For decades, China’s rapid growth has been inseparable from FDI. By the end of 2024, foreign investors had set up more than 1.23 million enterprises in China, with cumulative inflows exceeding $2.88 trillion, according to Ling Ji, China’s vice commerce minister and deputy international trade representative.

He said at a news conference on Feb. 20 that these companies account for nearly 7 percent of all jobs (more than 30 million positions), one-seventh of China’s tax revenue, about one-third of imports and exports, and half of all machinery and high-tech exports.

FDI involves more than just financial transactions. As Chinese economic analyst Ma Yu put it, foreign capital is a “gateway to almost all of the world’s most advanced production factors—capital, talent, technology, products, management, standards, and global supply chains.”

Why CCP Policies Aren’t Working

With the continuous decrease of FDI, the CCP has been rolling out a flurry of new policies as discussed above. The problem is that none of these measures addresses the core issues. Foreign investors are questioning not just China’s policies but also the reliability of the CCP itself. In short, their confidence is waning.

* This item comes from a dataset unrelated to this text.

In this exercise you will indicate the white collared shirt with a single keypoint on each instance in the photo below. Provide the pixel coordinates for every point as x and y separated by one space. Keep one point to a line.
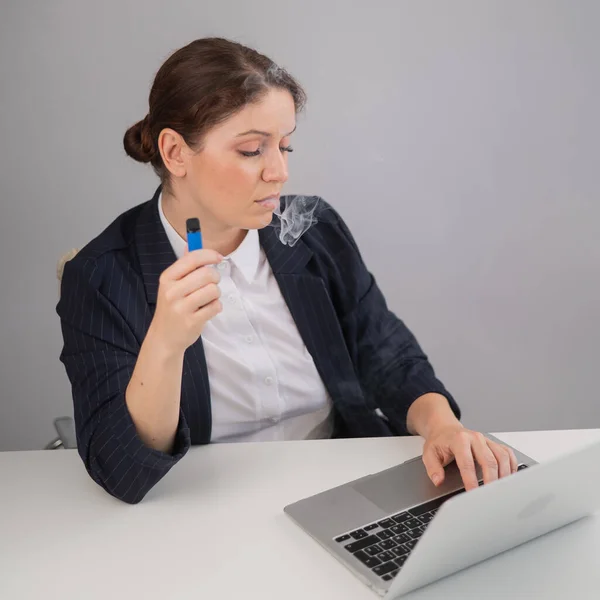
263 382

To truly stabilize foreign investment, Beijing would need to take real steps in at least three areas:

  • Let the market, not the state, play the decisive role in allocating resources, ensuring fair competition among the state, and private and foreign companies.
  • Establish judicial independence, protect property rights and fundamental human rights, and allow peaceful political reform.
  • Integrate with international norms—coexist peacefully with the United States and the West, and rejoin the global economic community.

But these are precisely the things that the CCP resists. Foreign investment will not return in a lasting way until there is a fundamental change in China.

Views expressed in this article are the opinions of the author and do not necessarily reflect the views of The Epoch Times.